5TH URAL INDUSTRIAL BIENNALE OF CONTEMPORARY ART

Stan VanDerBeek

Stan VanDerBeek / 1927–1984 / USA

 

The 5th Ural Biennial Main Project features the work:
«Moirage» (video, 1967)
Produced with Gerald Oster, soundtrack by Paul Motion
Courtesy of the artist’s estate

Stan VanDerBeek, an influential pioneer of experimental filmmaking and expanded cinema, sought, in his own words, “the marriage between art and life… art and technology… art and its future” (1967). Through experimentations with computer-generated images, projection systems, and immersive cinema, VanDerBeek materialized his futuristic visions.

VanDerBeek’s Moirage (1967) is a study of the optical phenomenon “moiré effect,” a term coined by scientist Gerald Oster. The artwork shows a series of animated “moiré patterns” that generate the said phenomenon, while music by Paul Motion enhances the work’s psychedelic and oddly meditative qualities. The “moiré effect”—shifting patterns that could suggest volumes, produced when two simple, flat patterns in motion are superimposed—parallels the artist’s own efforts to “superimpose” art, technology, and humanity in anticipation of a higher dimension: the digital future. The artist’s motivating belief that the artist must “make use of the force of art… find ways to unite technology and the human condition,” as he wrote in his 1966 essay “Re: Vision,” reflects ideological trends that informed the ’60s countercultural movements–trends often founded on a newfound faith in collective power to transform the present and shape the future.
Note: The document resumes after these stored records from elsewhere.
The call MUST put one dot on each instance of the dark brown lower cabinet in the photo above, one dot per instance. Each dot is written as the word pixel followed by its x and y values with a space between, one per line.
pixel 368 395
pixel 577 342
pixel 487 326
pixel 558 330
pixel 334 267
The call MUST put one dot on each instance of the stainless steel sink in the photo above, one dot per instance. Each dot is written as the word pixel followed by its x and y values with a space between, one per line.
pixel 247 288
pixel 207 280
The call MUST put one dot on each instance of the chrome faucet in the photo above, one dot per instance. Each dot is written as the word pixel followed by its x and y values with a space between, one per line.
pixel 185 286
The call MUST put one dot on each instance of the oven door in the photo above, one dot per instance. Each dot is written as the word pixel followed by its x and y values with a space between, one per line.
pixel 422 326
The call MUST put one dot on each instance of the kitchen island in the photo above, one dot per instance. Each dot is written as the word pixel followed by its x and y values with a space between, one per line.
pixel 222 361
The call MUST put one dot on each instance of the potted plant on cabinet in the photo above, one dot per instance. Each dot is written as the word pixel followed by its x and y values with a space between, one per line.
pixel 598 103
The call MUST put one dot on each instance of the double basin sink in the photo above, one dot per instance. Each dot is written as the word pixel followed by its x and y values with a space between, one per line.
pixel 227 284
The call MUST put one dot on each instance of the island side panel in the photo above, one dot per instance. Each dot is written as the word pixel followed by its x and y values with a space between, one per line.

The artist’s positive employment of technology and optimistic prospects contrast with the disillusionment towards technology that is prevalent today, inviting nuanced questions such as: How has our relationship with technologies changed? What prompts shifts in our attitudes towards the future(s)? And what does it mean to examine the optimism of the psychedelic era?